Miriam Ziadman Borowsky's family moved from Palenstine to France in 1938, where her father surrendered to the Nazis and was sent to the Drancy internment camp. She recounts the rift in her family after she realized her father was not returning. Her essay includes photographs of her family and documents related to her father's military career.
Rachel Taylor describes her family's experience during the Holocaust in Poland in the Kutno and Gubin ghettos. She was able to escape with her sisters and brother with the help of a Polish priest and nun, and her parents survived Auschwitz-Birkenau. Taylor came to the United Staes in 1961.
Ray Fiol is the daughter of Holocaust victims who died at Auschwitz-Birkenau. Fiol was smuggled out a labor camp and protected by a French family during the war.
Rudy Horst was a prisoner at Auschwitz and was part of the Death March from Warso to Kutno, then transported to Dachau. He was liberated from the camp at Muldorf in 1944. He came to the United States in 1948.

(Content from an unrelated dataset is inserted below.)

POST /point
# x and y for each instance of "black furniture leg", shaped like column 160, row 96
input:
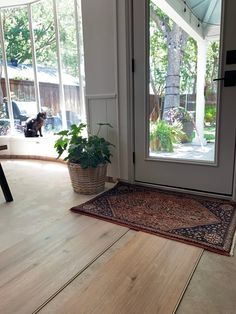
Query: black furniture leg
column 4, row 186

Samuel Newman describes his experience during the Holocaust and being separated from his siblings at different orphanages. He was in Kyrgyzstan from 1943 to 1946, and at an orphanage in Poland until 1951. Newman trained in graphic arts and spent some time in the military in Israel. He came to the United States in 1968.
Shirley Weiss describes her childhood housed in army barracks in the ghetto in Beregszasz (Berehove), Hungary. She was sent to Auschwitz-Birkenau, and several other camps, and eventually liberated from Terez?n in 1945. She came to the United States via Sweden.